I always considered myself a Québécoise, but I learned that I needed to prove it. When you don't physically fit the mold, you're labeled: "Warning, fragile package, comes from elsewhere."
Yet, my radio played Marie-Chantal Toupin and Dany Bédar as far back as I remember. I shiver at the words of Richard Desjardins. I was a fan of Véronique Cloutier before I was born. Ever since I began understanding social and political issues, Pierre Falardeau has been one of my biggest role models with his activism. I cried when watching Maurice Richard (the movie). Forget clichés... Les Charbonniers de l'enfer and Les Cowboys fringants are among my favorite bands.
When I return to Lebanon and people emphasize my Canadian citizenship, I think: "Yes, but Québécoise above all!". It's part of my identity and I've long since abandoned the idea of choosing between the two. I quickly realized I could have the best of both worlds.
But where am I heading you wonder?... simple... I don't want to be tolerated... I don't think I need to be. Johann Wolfgang once said: "Tolerance should be a transitory state. It should lead to respect. To tolerate is to offend." Being tolerated is to feel like a burden. The vast majority of people of different ethnicities simply want to blend in, become more or less like any other Québécois. The ones don't have to tolerate the others.
In fact, the only thing I want to have to tolerate in my life, are everyday banalities... young people who talk too loud on the bus... a slow cashier at the supermarket... a teacher who continues to speak 10 minutes after the course is over. Ultimately, I can also tolerate my mother-in-law, but this is a different story.

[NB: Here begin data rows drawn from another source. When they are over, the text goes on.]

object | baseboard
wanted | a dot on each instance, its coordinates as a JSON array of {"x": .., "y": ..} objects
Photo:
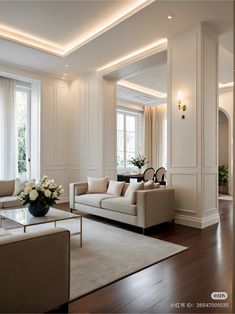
[{"x": 196, "y": 222}]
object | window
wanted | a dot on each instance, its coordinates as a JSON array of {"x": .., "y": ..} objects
[
  {"x": 22, "y": 120},
  {"x": 129, "y": 123}
]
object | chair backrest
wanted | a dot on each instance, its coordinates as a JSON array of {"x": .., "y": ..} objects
[
  {"x": 159, "y": 176},
  {"x": 149, "y": 174}
]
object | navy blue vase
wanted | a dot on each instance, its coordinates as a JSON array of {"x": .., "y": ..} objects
[{"x": 38, "y": 210}]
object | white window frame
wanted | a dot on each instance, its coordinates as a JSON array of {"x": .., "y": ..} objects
[
  {"x": 26, "y": 88},
  {"x": 138, "y": 115}
]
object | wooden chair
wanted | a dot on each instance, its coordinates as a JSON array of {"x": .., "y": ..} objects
[{"x": 149, "y": 174}]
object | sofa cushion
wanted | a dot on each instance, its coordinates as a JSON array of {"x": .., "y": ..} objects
[
  {"x": 131, "y": 191},
  {"x": 148, "y": 185},
  {"x": 115, "y": 187},
  {"x": 97, "y": 185},
  {"x": 119, "y": 204},
  {"x": 7, "y": 187},
  {"x": 92, "y": 199},
  {"x": 9, "y": 201},
  {"x": 4, "y": 232}
]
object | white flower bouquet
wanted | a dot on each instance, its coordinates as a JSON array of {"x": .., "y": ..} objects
[{"x": 45, "y": 193}]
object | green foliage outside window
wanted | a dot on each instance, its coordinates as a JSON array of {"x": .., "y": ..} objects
[{"x": 21, "y": 149}]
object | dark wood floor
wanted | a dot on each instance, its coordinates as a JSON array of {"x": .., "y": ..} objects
[{"x": 180, "y": 284}]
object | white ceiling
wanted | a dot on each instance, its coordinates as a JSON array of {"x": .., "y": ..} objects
[{"x": 62, "y": 22}]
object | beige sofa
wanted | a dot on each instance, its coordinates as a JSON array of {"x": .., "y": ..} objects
[
  {"x": 153, "y": 206},
  {"x": 8, "y": 194},
  {"x": 35, "y": 271}
]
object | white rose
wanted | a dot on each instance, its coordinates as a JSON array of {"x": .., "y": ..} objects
[
  {"x": 27, "y": 190},
  {"x": 55, "y": 194},
  {"x": 30, "y": 183},
  {"x": 47, "y": 193},
  {"x": 33, "y": 195}
]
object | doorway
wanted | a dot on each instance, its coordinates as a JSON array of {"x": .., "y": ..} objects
[{"x": 224, "y": 153}]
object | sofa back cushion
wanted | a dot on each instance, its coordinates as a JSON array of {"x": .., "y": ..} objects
[
  {"x": 115, "y": 187},
  {"x": 125, "y": 188},
  {"x": 131, "y": 191},
  {"x": 97, "y": 185},
  {"x": 7, "y": 187}
]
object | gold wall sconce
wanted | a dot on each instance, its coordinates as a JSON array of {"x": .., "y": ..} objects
[{"x": 181, "y": 106}]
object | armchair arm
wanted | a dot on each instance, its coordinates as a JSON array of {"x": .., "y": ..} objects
[
  {"x": 35, "y": 271},
  {"x": 155, "y": 206},
  {"x": 76, "y": 188}
]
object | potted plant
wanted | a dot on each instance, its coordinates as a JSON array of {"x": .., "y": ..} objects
[
  {"x": 223, "y": 178},
  {"x": 139, "y": 161},
  {"x": 40, "y": 196}
]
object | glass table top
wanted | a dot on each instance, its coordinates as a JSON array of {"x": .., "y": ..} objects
[{"x": 24, "y": 218}]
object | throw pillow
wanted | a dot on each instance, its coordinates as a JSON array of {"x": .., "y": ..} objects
[
  {"x": 131, "y": 191},
  {"x": 115, "y": 187},
  {"x": 19, "y": 186},
  {"x": 97, "y": 185},
  {"x": 149, "y": 185},
  {"x": 156, "y": 185}
]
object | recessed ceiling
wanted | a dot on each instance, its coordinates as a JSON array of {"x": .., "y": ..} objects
[{"x": 62, "y": 22}]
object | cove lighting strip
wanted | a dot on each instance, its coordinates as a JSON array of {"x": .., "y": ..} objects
[
  {"x": 142, "y": 89},
  {"x": 47, "y": 46},
  {"x": 160, "y": 44}
]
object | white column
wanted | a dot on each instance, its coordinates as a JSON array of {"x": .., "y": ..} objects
[
  {"x": 93, "y": 128},
  {"x": 192, "y": 142}
]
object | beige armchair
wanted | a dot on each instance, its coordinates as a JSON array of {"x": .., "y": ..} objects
[{"x": 35, "y": 271}]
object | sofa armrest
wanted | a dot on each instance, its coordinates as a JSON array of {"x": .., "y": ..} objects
[
  {"x": 155, "y": 206},
  {"x": 76, "y": 188},
  {"x": 35, "y": 271}
]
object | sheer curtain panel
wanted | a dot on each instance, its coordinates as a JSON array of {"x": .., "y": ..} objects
[
  {"x": 8, "y": 158},
  {"x": 155, "y": 136}
]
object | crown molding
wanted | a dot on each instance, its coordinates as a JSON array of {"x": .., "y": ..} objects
[
  {"x": 41, "y": 44},
  {"x": 137, "y": 55}
]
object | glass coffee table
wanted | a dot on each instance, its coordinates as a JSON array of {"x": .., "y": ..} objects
[{"x": 22, "y": 217}]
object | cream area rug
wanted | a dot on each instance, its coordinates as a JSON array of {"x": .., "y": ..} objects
[{"x": 108, "y": 254}]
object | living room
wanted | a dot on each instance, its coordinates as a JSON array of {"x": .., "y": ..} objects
[{"x": 71, "y": 57}]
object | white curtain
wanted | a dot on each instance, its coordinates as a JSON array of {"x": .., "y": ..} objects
[
  {"x": 8, "y": 158},
  {"x": 155, "y": 136}
]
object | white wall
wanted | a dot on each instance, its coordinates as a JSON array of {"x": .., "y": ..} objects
[
  {"x": 93, "y": 128},
  {"x": 55, "y": 107},
  {"x": 192, "y": 142}
]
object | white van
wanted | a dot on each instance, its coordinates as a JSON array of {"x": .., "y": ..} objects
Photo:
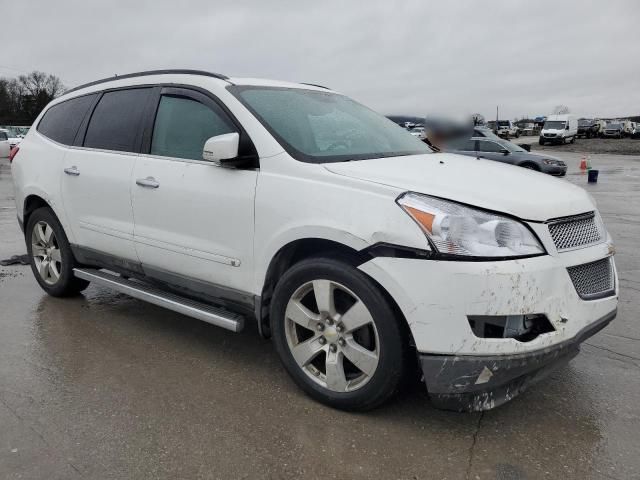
[{"x": 559, "y": 129}]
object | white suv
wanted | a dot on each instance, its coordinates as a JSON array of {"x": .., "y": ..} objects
[{"x": 341, "y": 235}]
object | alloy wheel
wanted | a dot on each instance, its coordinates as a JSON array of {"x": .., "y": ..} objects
[
  {"x": 332, "y": 335},
  {"x": 46, "y": 253}
]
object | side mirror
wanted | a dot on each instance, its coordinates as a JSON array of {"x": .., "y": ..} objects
[{"x": 221, "y": 147}]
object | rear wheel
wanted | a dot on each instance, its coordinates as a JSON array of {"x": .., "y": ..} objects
[
  {"x": 337, "y": 335},
  {"x": 50, "y": 255}
]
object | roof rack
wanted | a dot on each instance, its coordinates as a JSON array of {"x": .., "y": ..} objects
[
  {"x": 151, "y": 72},
  {"x": 315, "y": 85}
]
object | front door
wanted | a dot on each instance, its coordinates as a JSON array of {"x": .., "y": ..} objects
[{"x": 193, "y": 219}]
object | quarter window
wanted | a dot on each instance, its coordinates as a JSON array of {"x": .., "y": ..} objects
[
  {"x": 61, "y": 122},
  {"x": 183, "y": 126},
  {"x": 116, "y": 120}
]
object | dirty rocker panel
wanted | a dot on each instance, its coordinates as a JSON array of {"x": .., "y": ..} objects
[
  {"x": 238, "y": 301},
  {"x": 477, "y": 383}
]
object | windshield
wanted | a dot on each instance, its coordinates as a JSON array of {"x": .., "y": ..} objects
[
  {"x": 11, "y": 131},
  {"x": 321, "y": 127}
]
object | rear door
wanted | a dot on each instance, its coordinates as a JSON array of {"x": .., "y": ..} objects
[
  {"x": 96, "y": 184},
  {"x": 194, "y": 220}
]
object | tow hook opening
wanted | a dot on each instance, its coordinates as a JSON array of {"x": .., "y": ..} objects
[{"x": 522, "y": 328}]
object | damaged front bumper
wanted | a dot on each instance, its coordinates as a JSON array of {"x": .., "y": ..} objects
[{"x": 469, "y": 383}]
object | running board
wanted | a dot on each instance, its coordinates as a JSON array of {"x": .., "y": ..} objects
[{"x": 207, "y": 313}]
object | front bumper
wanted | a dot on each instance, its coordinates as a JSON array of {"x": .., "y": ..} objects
[{"x": 468, "y": 383}]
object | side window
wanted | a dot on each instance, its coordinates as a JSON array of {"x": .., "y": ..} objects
[
  {"x": 61, "y": 122},
  {"x": 468, "y": 145},
  {"x": 183, "y": 125},
  {"x": 116, "y": 119},
  {"x": 486, "y": 146}
]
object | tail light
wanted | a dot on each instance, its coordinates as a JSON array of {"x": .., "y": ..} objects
[{"x": 13, "y": 153}]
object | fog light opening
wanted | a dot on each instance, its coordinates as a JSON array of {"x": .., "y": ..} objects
[{"x": 522, "y": 328}]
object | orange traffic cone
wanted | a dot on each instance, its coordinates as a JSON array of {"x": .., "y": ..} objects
[{"x": 583, "y": 163}]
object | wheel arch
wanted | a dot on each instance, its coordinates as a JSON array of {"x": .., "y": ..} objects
[
  {"x": 303, "y": 248},
  {"x": 31, "y": 203}
]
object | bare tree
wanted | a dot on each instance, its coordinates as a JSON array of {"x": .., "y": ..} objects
[
  {"x": 478, "y": 119},
  {"x": 23, "y": 98}
]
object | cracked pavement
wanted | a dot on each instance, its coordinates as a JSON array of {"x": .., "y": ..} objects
[{"x": 104, "y": 386}]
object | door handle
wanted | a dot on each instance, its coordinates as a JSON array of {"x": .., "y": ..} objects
[
  {"x": 73, "y": 171},
  {"x": 148, "y": 182}
]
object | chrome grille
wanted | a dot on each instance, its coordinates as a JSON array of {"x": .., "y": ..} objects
[
  {"x": 593, "y": 280},
  {"x": 576, "y": 232}
]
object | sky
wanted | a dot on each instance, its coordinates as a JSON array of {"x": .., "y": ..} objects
[{"x": 410, "y": 57}]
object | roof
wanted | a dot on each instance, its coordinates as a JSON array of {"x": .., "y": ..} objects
[{"x": 231, "y": 81}]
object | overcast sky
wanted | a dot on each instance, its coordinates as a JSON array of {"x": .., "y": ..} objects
[{"x": 410, "y": 57}]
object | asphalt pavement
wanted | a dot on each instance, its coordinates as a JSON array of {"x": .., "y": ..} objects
[{"x": 103, "y": 386}]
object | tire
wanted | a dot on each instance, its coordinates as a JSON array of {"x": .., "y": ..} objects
[
  {"x": 50, "y": 255},
  {"x": 379, "y": 347}
]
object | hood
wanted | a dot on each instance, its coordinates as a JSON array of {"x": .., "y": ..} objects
[{"x": 487, "y": 184}]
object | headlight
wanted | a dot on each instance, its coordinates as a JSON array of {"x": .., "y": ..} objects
[{"x": 455, "y": 229}]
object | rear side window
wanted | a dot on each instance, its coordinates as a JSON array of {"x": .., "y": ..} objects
[
  {"x": 183, "y": 126},
  {"x": 61, "y": 122},
  {"x": 116, "y": 119}
]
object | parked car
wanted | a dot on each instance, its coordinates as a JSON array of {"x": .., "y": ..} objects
[
  {"x": 340, "y": 235},
  {"x": 504, "y": 128},
  {"x": 4, "y": 144},
  {"x": 627, "y": 128},
  {"x": 613, "y": 130},
  {"x": 418, "y": 132},
  {"x": 587, "y": 128},
  {"x": 484, "y": 146},
  {"x": 602, "y": 124},
  {"x": 559, "y": 129}
]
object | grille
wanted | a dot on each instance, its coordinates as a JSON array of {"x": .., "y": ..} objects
[
  {"x": 593, "y": 280},
  {"x": 575, "y": 232}
]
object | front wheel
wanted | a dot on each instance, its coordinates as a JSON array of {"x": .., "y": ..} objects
[
  {"x": 50, "y": 255},
  {"x": 337, "y": 335}
]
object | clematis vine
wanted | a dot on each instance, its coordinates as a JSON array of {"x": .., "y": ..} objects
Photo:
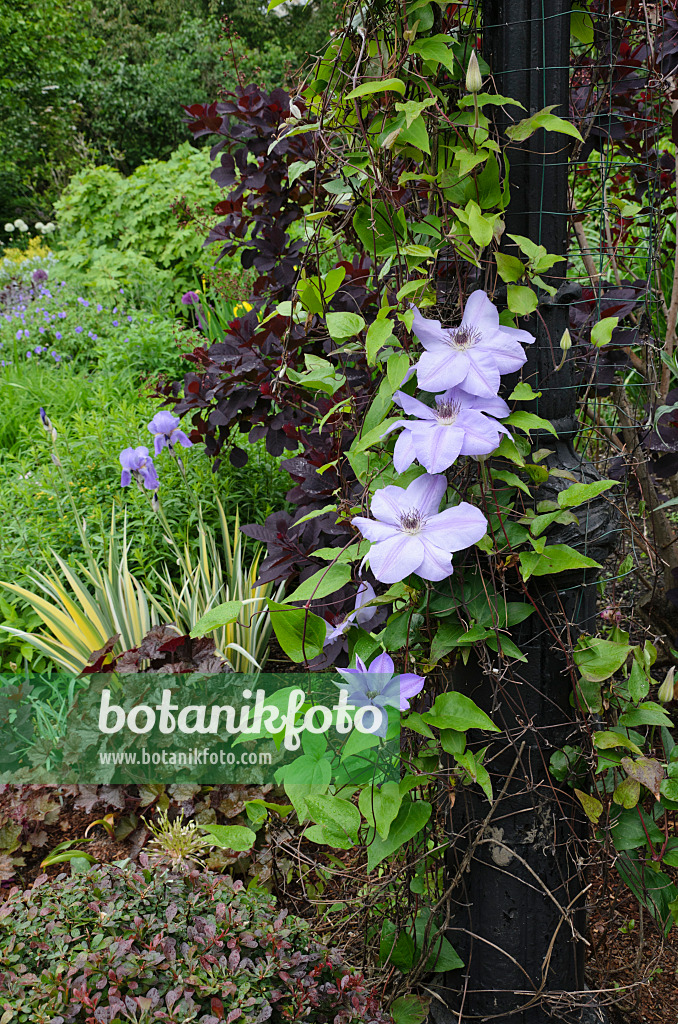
[
  {"x": 456, "y": 425},
  {"x": 165, "y": 428},
  {"x": 409, "y": 535},
  {"x": 473, "y": 354},
  {"x": 138, "y": 465},
  {"x": 361, "y": 615},
  {"x": 377, "y": 687}
]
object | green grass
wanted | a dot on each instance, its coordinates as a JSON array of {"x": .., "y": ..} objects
[{"x": 97, "y": 415}]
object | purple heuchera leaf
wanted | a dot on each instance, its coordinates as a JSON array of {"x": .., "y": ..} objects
[
  {"x": 165, "y": 428},
  {"x": 409, "y": 535},
  {"x": 456, "y": 425},
  {"x": 378, "y": 687},
  {"x": 138, "y": 464},
  {"x": 359, "y": 614},
  {"x": 473, "y": 354}
]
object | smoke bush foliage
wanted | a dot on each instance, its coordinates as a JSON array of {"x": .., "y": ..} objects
[{"x": 120, "y": 943}]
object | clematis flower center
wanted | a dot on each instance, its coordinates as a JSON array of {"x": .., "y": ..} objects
[
  {"x": 447, "y": 412},
  {"x": 412, "y": 521},
  {"x": 462, "y": 338}
]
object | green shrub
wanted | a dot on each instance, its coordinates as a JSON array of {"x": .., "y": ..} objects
[
  {"x": 119, "y": 943},
  {"x": 97, "y": 416},
  {"x": 134, "y": 91},
  {"x": 117, "y": 231}
]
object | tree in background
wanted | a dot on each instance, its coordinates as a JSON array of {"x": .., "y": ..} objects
[
  {"x": 43, "y": 50},
  {"x": 103, "y": 82}
]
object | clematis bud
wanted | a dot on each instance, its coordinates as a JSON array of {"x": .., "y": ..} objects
[
  {"x": 473, "y": 76},
  {"x": 667, "y": 688}
]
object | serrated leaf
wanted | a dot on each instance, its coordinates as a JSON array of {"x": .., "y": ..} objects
[
  {"x": 236, "y": 838},
  {"x": 456, "y": 711},
  {"x": 322, "y": 584},
  {"x": 528, "y": 421},
  {"x": 342, "y": 326},
  {"x": 380, "y": 85},
  {"x": 521, "y": 300}
]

In short, I don't want to tolerate the religious faith of a person, nor customs and beliefs that seem twisted. No, I don't want to tolerate them, I want to accept them, respect them and, at the end, make a detail out of them.
I want my veil, a fragment of religious and cultural intertwine, to become the biggest detail of myself when interacting with someone. Being asked about it doesn't bother me (it's part of me), but I don't want it to be a hurdle during a job interview. I don't want it to become a reason for customers to switch cash registers at work. I don't want to be told that I'm unhappy without knowing it. Above all, I don't want it to stifle my Québécois identity and let anyone under the impression that one excludes the other.
Being in Québec is to have the incredible chance of living on a piece of land that thrives on freedom. It's also the chance to know countries all over the world while staying at home; Québec breathes diversity. This is a place where life is good, where each individual is himself, with his opinions sometimes too crude, beliefs sometimes too blatant, differences sometimes too sharp. Being in Québec is to claim individual freedom in all its forms. Being in Québec is to reject the word tolerance and adopt the word respect. To be Québécoise is never by chance. In my case, I am first and foremost because I choose to be.
Translated from a letter by Dalila Awada, published in La Presse [in French], February 18, 2012.